Overview#

dataclr is a Python library for streamlined feature selection in tabular datasets. It offers a variety of filter and wrapper methods, delivering robust and interpretable feature rankings to enhance model performance and simplify feature engineering.

Key Features#

  1. Comprehensive Feature Selection Methods:

    • Filter Methods: - Evaluate features independently of the predictive model. - Include techniques such as MutualInformation, VarianceThreshold, ANOVA, KendallCorrelation, and more.

    • Wrapper Methods: - Evaluate subsets of features using a predictive model. - Include methods such as BorutaMethod, ShapMethod, HyperoptMethod, and OptunaMethod.

  2. Customizable Evaluation Metrics:

    • Supports both regression and classification tasks with a wide range of metrics.
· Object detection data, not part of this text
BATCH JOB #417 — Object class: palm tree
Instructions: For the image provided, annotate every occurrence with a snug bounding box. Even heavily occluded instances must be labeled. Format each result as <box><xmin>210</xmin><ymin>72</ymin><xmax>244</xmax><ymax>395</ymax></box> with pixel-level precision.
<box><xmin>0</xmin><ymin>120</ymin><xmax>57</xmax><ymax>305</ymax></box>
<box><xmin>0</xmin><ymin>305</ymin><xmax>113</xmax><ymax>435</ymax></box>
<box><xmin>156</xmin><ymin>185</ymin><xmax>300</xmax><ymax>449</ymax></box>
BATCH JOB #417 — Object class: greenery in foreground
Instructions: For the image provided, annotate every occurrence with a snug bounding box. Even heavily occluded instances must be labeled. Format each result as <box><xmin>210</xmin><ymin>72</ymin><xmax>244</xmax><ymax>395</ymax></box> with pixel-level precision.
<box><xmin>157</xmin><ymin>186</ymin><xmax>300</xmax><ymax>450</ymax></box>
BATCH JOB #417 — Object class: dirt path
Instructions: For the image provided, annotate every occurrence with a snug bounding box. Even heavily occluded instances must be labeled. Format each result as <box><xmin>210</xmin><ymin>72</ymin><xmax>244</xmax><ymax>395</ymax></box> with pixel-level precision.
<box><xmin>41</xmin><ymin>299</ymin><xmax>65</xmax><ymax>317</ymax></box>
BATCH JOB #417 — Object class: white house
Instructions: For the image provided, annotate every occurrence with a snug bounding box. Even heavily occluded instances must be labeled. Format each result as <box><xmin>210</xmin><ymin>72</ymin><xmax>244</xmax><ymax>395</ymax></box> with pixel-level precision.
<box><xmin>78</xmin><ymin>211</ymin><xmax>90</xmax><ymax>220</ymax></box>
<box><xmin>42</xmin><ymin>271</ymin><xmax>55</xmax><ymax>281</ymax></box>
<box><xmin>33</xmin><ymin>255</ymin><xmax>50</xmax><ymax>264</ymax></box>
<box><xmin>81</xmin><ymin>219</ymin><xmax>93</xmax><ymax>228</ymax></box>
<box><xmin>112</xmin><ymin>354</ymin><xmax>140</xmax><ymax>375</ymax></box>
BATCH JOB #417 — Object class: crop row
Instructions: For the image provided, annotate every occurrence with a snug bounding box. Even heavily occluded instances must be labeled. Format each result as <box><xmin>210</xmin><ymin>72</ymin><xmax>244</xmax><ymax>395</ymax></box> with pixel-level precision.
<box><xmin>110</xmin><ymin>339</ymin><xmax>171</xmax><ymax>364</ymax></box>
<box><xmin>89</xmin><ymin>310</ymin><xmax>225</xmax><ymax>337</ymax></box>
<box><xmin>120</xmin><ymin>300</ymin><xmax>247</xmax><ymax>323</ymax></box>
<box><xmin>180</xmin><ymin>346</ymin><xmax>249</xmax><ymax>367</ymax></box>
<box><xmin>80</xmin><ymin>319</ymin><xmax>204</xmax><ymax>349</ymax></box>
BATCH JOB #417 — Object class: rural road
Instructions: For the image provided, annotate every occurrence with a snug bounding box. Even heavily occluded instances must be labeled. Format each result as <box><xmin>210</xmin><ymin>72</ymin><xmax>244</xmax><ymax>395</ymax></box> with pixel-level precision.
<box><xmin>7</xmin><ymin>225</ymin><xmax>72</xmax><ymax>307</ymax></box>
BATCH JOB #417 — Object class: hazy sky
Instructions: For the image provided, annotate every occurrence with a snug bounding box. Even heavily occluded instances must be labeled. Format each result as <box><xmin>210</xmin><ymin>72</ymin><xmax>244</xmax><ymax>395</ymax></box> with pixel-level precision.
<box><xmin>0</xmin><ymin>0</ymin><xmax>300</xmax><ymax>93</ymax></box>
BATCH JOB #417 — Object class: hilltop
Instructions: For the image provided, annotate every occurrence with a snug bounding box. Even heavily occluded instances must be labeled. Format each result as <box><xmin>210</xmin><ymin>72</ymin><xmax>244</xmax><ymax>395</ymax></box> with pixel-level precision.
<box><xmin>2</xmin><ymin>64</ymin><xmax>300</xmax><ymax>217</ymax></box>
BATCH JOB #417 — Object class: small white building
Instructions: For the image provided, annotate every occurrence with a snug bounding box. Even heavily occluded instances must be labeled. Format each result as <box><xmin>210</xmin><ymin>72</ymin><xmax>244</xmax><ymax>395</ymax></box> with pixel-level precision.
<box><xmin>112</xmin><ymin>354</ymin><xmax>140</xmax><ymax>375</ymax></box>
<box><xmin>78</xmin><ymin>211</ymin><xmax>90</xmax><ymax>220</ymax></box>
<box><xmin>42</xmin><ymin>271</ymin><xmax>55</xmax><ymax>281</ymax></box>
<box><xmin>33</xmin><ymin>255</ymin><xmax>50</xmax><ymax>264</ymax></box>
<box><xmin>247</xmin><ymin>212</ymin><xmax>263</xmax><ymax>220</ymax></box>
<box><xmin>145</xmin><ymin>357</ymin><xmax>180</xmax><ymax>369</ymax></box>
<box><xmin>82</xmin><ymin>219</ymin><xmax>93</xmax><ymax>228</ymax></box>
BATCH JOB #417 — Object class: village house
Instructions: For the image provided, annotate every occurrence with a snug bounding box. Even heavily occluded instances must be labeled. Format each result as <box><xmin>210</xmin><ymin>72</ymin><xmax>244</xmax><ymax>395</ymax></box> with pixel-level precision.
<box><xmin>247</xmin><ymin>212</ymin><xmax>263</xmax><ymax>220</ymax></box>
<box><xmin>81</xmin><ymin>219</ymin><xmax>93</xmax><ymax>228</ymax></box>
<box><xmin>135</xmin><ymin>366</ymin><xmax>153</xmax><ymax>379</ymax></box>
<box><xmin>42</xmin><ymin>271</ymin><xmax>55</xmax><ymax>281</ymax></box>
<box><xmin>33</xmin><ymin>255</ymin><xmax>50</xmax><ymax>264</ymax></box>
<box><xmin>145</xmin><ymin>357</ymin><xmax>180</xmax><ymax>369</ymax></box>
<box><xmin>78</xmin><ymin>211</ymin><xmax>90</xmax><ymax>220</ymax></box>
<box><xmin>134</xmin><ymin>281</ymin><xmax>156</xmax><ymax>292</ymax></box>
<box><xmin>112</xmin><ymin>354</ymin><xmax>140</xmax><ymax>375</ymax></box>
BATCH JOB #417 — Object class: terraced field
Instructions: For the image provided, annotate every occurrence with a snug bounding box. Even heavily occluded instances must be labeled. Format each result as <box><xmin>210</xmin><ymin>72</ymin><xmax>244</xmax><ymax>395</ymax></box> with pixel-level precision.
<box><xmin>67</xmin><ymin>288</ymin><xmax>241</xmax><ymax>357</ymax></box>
    • Automatically adapts feature selection strategies based on the nature of the target variable.

  3. Highly Configurable and Scalable:

    • Allows fine-grained control over the number of selected features, optimization trials, and thresholds.

    • Scales efficiently to handle large datasets and high-dimensional feature spaces.

  4. Interpretable Results:

    • Provides ranked lists of features with detailed importance scores.

    • Supports visualization and reporting for better interpretability.

  5. Seamless Integration:

    • Compatible with popular Python libraries such as pandas, scikit-learn.

    • Designed to integrate seamlessly into existing machine learning pipelines.

Use Cases#

  • Dimensionality Reduction: Select the most relevant features for high-dimensional datasets, reducing computational overhead and improving model performance.

  • Feature Engineering: Identify redundant or irrelevant features to focus on meaningful transformations.

  • Explainable AI (XAI): Use interpretable methods like ShapMethod to understand feature importance and model behavior.

  • Optimization: Improve the generalization of machine learning models by using well-curated feature subsets.

How It Works#

dataclr operates by:

  1. Accepting Tabular Data: Input datasets in the form of pandas DataFrames.

  2. Applying Feature Selection Methods:

    • Filter methods evaluate features based on statistical metrics or relationships with the target.

    • Wrapper methods iteratively select subsets by evaluating feature combinations against a predictive model.

  3. Returning Ranked Features Sets: Output a ranked list of features sets along with used methods and additional metrics.

dataclr enables machine learning practitioners to perform feature selection efficiently and with ease.